CLEARWATER, Fla., Dec. 18, 2013 (GLOBE NEWSWIRE) -- Nicholas Financial, Inc. (the "Company") (Nasdaq:NICK) announced today that it has signed an arrangement agreement dated December 17, 2013 (the "Arrangement Agreement") whereby the Company has agreed to sell all of its issued and outstanding Common shares to an indirect wholly-owned subsidiary of Prospect Capital Corporation ("Prospect"), pursuant to a plan of arrangement (the "Arrangement") under the Business Corporations Act (British Columbia).

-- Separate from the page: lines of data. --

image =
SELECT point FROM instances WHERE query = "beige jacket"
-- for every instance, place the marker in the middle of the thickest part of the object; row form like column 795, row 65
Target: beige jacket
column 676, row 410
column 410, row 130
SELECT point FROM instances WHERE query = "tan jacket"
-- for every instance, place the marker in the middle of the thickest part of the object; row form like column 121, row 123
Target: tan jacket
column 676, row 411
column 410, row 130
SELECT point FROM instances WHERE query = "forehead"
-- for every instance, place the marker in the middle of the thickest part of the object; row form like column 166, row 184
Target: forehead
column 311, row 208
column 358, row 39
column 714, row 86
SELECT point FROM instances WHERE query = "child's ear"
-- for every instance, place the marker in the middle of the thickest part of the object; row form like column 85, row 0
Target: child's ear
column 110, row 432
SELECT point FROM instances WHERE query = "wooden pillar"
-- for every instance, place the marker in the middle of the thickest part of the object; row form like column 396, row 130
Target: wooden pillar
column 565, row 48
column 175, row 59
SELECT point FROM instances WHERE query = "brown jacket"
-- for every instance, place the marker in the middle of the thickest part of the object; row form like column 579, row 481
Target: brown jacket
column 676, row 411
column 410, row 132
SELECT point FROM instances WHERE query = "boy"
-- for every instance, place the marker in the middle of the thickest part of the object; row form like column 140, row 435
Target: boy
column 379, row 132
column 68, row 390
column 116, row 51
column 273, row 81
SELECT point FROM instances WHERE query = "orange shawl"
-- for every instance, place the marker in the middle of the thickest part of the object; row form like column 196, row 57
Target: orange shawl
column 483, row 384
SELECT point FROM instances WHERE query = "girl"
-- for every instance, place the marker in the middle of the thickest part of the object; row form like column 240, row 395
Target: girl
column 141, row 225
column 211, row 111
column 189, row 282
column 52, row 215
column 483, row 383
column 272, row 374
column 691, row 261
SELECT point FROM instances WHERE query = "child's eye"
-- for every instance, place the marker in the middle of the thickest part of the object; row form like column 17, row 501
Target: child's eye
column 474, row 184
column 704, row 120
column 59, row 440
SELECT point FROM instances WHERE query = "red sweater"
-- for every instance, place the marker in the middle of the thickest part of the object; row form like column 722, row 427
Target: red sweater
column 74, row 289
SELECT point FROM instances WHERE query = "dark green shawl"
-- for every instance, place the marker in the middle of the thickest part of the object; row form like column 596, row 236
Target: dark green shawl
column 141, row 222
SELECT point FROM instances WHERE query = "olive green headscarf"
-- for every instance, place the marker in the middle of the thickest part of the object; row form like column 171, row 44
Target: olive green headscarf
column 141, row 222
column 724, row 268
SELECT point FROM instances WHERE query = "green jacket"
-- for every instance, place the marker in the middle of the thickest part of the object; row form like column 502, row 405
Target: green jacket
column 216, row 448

Prospect (Nasdaq:PSEC) ( www.prospectstreet.com) is a closed-end investment company that lends to and invests in private and public middle market businesses. Prospect's investment objective is to generate both current income and long-term capital appreciation through debt and equity investments.
Prospect has elected to be treated as a business development company under the Investment Company Act of 1940 ("1940 Act"). Prospect is required to comply with a series of regulatory requirements under the 1940 Act as well as applicable NASDAQ, federal and state rules and regulations. Prospect has elected to be treated as a regulated investment company under the Internal Revenue Code of 1986. Failure to comply with any of the laws and regulations that apply to Prospect could have an adverse effect on Prospect and its shareholders.Pursuant to the terms of the Arrangement, the Company's shareholders are to receive (subject to applicable dissenter's rights under the Business Corporation Act (British Columbia)), in exchange for each Common share of the Company held immediately prior to the effective time of the Arrangement, the number of shares of common stock of Prospect (or fraction thereof) determined by dividing US $16.00 by the volume-weighted average price, or VWAP, of Prospect common stock for the twenty (20) trading days prior to and ending on the trading day immediately preceding the effective time of the Arrangement. In addition, each and every option to acquire Common shares of the Company outstanding immediately prior to the effective time of the Arrangement will be cancelled or transferred by the holder thereof to the Company (subject to applicable dissenters' rights under the Business Corporations Act (British Columbia)) in exchange for a cash amount equal to the amount by which (i) the product obtained by multiplying (x) the number of Common shares of the Company underlying each option by (y) $16.00 exceeds (ii) the aggregate exercise price payable under such option.